In the very hour when victory seemed sure, Sobieski suddenly appeared with an army of only seventy thousand men, and struck the Turks like a whirlwind.* The Turks were so dumbfounded and bewildered by his sudden movement that they fled, panic-stricken, so that the proud, exultant foe was scattered to the winds, leaving behind them all of their war materials, and never stopping until they had reached the borders of Hungary. This defeat was so final that it was the very end of the Oriental dream of supremacy in Europe.*

abridged

Abridged from ‘The Life of King John Sobieski’ (1915) by John Sobieski (1842-1927).

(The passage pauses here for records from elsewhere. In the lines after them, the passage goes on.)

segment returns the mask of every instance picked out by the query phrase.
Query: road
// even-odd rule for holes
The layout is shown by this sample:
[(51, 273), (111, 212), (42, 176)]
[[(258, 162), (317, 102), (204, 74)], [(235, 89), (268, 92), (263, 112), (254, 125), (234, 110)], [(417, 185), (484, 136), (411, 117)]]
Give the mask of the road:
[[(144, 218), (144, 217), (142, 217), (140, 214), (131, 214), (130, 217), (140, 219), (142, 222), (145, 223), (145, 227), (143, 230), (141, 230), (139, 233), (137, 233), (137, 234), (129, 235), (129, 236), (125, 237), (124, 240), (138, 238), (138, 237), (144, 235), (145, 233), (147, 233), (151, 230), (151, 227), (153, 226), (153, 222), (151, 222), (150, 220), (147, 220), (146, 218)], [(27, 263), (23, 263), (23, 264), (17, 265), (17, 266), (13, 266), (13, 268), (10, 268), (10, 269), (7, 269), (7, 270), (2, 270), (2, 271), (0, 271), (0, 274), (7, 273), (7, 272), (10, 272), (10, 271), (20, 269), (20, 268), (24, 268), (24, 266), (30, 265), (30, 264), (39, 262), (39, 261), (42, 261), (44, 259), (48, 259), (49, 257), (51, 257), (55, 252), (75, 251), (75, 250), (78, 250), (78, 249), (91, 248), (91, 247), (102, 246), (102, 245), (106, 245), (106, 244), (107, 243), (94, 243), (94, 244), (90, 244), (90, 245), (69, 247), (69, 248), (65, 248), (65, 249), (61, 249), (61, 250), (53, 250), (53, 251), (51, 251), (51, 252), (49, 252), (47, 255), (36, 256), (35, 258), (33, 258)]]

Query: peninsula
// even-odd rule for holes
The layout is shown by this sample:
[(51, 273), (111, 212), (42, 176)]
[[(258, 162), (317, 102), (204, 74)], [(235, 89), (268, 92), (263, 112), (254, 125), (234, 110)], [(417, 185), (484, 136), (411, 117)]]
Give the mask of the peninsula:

The High or Sublime Porte (French for gate) is a handy term for the Government of the Ottoman Empire. Strictly speaking, it is the High Gate of the Sultan’s Palace in Constantinople; the term is used much as we may speak of Downing Street, or Whitehall.

Modern estimates suggest about 150,000 for the Ottoman forces, and something rather short of 90,000 for the combined forces of John Sobieski’s Poles, Germans and Austrians.

Victory at Vienna began the Great Turkish War, which lasted until the Treaty of Karlowitz in 1699. It was a defeat for the Ottoman Empire that proved to be the beginning of a gradual decline.

Précis
In 1683, the Ottoman Turks threw everything into a siege of Vienna, believing that King John of Poland was too sickly to mount another resistance. But quite unexpectedly John came, and with a force half the size of theirs he swept the Turks from the battlefield in a defeat so humiliating that the Turks never seriously troubled Western Europe again.
Questions for Critics

1. What is the author aiming to achieve in writing this?

2. Note any words, devices or turns of phrase that strike you. How do they help the author communicate his ideas more effectively?

3. What impression does this passage make on you? How might you put that impression into words?

Based on The English Critic (1939) by NL Clay, drawing on The New Criticism: A Lecture Delivered at Columbia University, March 9, 1910, by J. E. Spingarn, Professor of Comparative Literature in Columbia University, USA.

Sevens

Suggest answers to this question. See if you can limit one answer to exactly seven words.

What happened in the Spring of 1683 that encouraged the Turks to invade Austria?

Suggestion

Rumour spread that John Sobieski was ill.

Jigsaws

Express the ideas below in a single sentence, using different words as much as possible. Do not be satisfied with the first answer you think of; think of several, and choose the best.

The Turks were afraid of King John. Rumour said he was too ill to fight. The Turks laid siege to Vienna in 1683.